金田平(1929-2007)
横浜生まれ。東京高等師範学校 理科三部・動物科卒業ののち、神奈川県立高等学校教員。1955年、柴田敏隆氏と「三浦半島自然保護の会」を設立。日本自然保護協会理事、自然観察指導員講習会講師、神奈川県立自然保護センター嘱託のほか、東京工科専門学校講師、横浜国大・中央大非常勤講師、日本環境教育学会運営委員、(財)日本野鳥の会、(財)日本鳥類保護連盟、全国自然保護連合などの役員を歴任、政府や自治体の審議会・委員会での助言など、一貫して自然保護運動と自然保護教育運動に関わった。
自然を守るために自然観察会を開きたい
~自然観察指導員生みの親の一人~
金田平(1929-2007)からのメッセージ
日本自然保護協会が自然観察会を自然保護教育の手段として位置づけ、その普及のための指導員養成に踏み切ったのは1978年でした。なぜ、この時代に自然観察指導員が誕生したのか、生みの親の一人、金田平さんの記録から探ります。
(講習会テキスト『自然観察からはじまる自然保護』 1993年版、2002年版より)
指導員のルーツ
私は学生のときに、横浜生物学会が行っていた観察会に参加していましたが、そこでの楽しかった経験が無意識のうちにベースになっているように思います。長靴はいて、海岸に行ったり、原っぱへ行ったり、川へ行ったり、とても楽しかった。とても勉強になって楽しかった。ただ一生懸命勉強するというのではなくて、一流の先生が来て、ちらりほらりとくれる情報が全部、目新しくて。当時科学博物館では採集会をやっていましたが、それは本当に勉強という感じがしました。だから自然観察指導員講習会の中でも観察会は理科の勉強ではないんだということを意識的に押さえたいのです。
自然観察会と自然愛好会の違い
「名前を知らなければ親しめない。名前を知るためには採集が必要だ」というのが、分類学・系統学・形態学中心の生物学の手段でした。こうした中で自然保護のための自然認識には分類学・系統学・形態学の知識はさして重要ではなく、捕まえて正確な種名の識別をするよりも、むしろ採らずに自然の中で生きものがどうやってくらしているかを見よう、見せようと呼びかけました。

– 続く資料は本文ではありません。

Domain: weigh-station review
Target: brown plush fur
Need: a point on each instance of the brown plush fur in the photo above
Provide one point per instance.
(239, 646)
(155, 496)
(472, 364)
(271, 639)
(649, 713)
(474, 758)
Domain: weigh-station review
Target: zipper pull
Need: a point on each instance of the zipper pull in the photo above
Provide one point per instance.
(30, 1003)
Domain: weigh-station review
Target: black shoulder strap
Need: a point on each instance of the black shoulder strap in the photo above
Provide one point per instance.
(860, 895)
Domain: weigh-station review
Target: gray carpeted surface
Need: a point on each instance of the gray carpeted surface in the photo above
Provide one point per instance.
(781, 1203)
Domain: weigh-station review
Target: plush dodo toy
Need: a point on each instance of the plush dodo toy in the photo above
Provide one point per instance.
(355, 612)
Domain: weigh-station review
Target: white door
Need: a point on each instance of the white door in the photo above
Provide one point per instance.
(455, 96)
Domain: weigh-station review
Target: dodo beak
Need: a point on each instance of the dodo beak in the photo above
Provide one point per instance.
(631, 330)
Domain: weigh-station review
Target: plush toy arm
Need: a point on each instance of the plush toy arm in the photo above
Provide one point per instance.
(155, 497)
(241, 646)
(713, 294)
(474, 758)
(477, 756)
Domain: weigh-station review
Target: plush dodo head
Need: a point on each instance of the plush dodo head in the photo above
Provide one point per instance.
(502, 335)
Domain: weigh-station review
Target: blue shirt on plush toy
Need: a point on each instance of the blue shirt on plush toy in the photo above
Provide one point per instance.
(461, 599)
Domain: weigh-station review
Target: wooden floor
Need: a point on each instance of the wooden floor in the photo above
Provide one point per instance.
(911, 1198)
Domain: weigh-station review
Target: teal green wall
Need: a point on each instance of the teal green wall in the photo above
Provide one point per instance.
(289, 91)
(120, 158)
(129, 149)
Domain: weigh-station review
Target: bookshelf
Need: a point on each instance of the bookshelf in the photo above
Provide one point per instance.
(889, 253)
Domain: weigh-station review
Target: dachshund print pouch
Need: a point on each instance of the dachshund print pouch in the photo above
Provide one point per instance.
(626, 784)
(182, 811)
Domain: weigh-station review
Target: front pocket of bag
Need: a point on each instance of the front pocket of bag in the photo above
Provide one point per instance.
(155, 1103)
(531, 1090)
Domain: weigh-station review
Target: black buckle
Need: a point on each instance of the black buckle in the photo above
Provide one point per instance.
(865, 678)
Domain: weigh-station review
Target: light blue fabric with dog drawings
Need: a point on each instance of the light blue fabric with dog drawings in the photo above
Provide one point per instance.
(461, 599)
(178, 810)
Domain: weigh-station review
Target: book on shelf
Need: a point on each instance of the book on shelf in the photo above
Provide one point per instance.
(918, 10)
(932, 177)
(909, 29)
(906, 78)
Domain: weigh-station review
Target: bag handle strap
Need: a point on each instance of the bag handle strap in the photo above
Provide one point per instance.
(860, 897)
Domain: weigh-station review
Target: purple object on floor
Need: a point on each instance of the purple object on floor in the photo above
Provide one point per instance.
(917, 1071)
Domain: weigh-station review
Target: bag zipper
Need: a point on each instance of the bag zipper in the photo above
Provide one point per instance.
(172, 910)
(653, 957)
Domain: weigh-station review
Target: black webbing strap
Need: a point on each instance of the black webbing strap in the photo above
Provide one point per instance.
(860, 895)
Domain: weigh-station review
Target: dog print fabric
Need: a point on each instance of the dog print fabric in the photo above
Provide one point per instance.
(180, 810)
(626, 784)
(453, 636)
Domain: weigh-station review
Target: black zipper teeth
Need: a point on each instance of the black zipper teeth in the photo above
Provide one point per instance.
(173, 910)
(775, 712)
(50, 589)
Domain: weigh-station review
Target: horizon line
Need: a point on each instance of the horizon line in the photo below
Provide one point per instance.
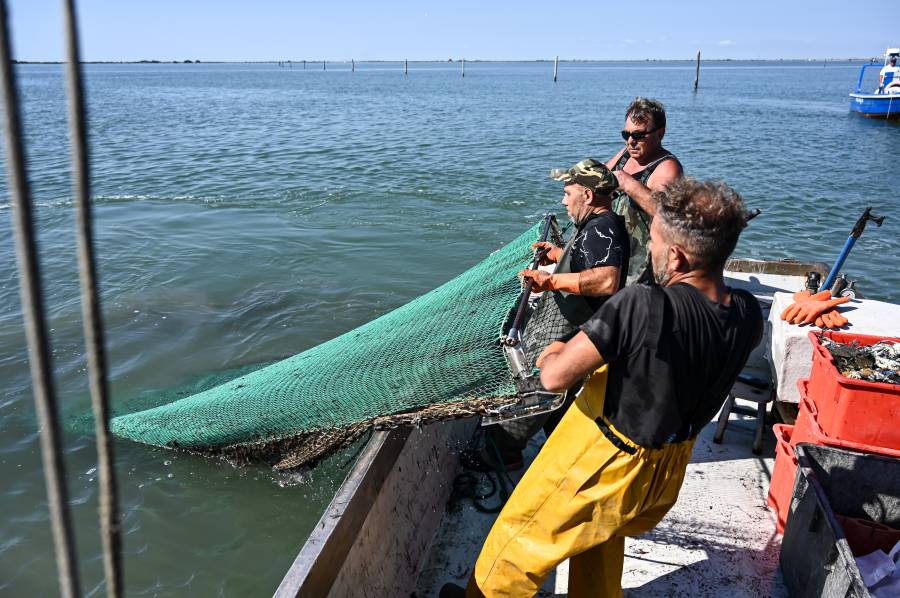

1970年代当時、いろいろな省庁が、野外活動の指導員養成を計画し、ライセンスを出そうとの動きがありました。また地方行政が自然観察会を計画してその指導者に自然愛好者を起用したのですが、それが自然保護につながらないものも多かったのです。
自然保護へつなげる自然観察
その頃NACS-Jでは、各地の自然保護運動をやっている人たちとのセミナーが頻繁に行われていましたが、その中でかなりの部分を占めていたテーマが自然保護教育でした。いくつかの自然観察会を運動としてやっているグループの間で、技術交換の意見が多くあり、私たちとしても自然観察会をどういうふうにやるのがいいんだろうかということを盛んに話題にしていました。また、地域の自然保護問題にぶつかり、地域住民に対してその自然の価値を伝えたいという地域NGOの支援が、指導員養成講習会発足の大きな目的でもありました。ですから観察会が自然保護問題につながることを常に意識してきました。
例えば、野外活動が盛んになり清掃登山が流行しましたが、「ゴミは拾えばよい」のではなく、「ゴミが自然に与える影響を自然観察の対象とする」ことによって、ゴミを捨てる行為に問題意識を持たせるという行動をとりました。自然公園のオーバーユース(過剰利用)問題では、遊歩道の管理を取り上げ観察対象としてきました。
私たちの行ってきた自然観察会を地域住民とともにすすめて、自分たちの暮らすところの自然環境を見つめ、それをよりよく残す知恵を出し合うことを続けましょう。今、政府の動き、地方自治体の姿勢に自然保護は大きくかかわるという現実があります。マスコミ対策や担当行政との付き合いも大事です。自然観察会が「楽しければよい」ですまない理由はここにあるのです。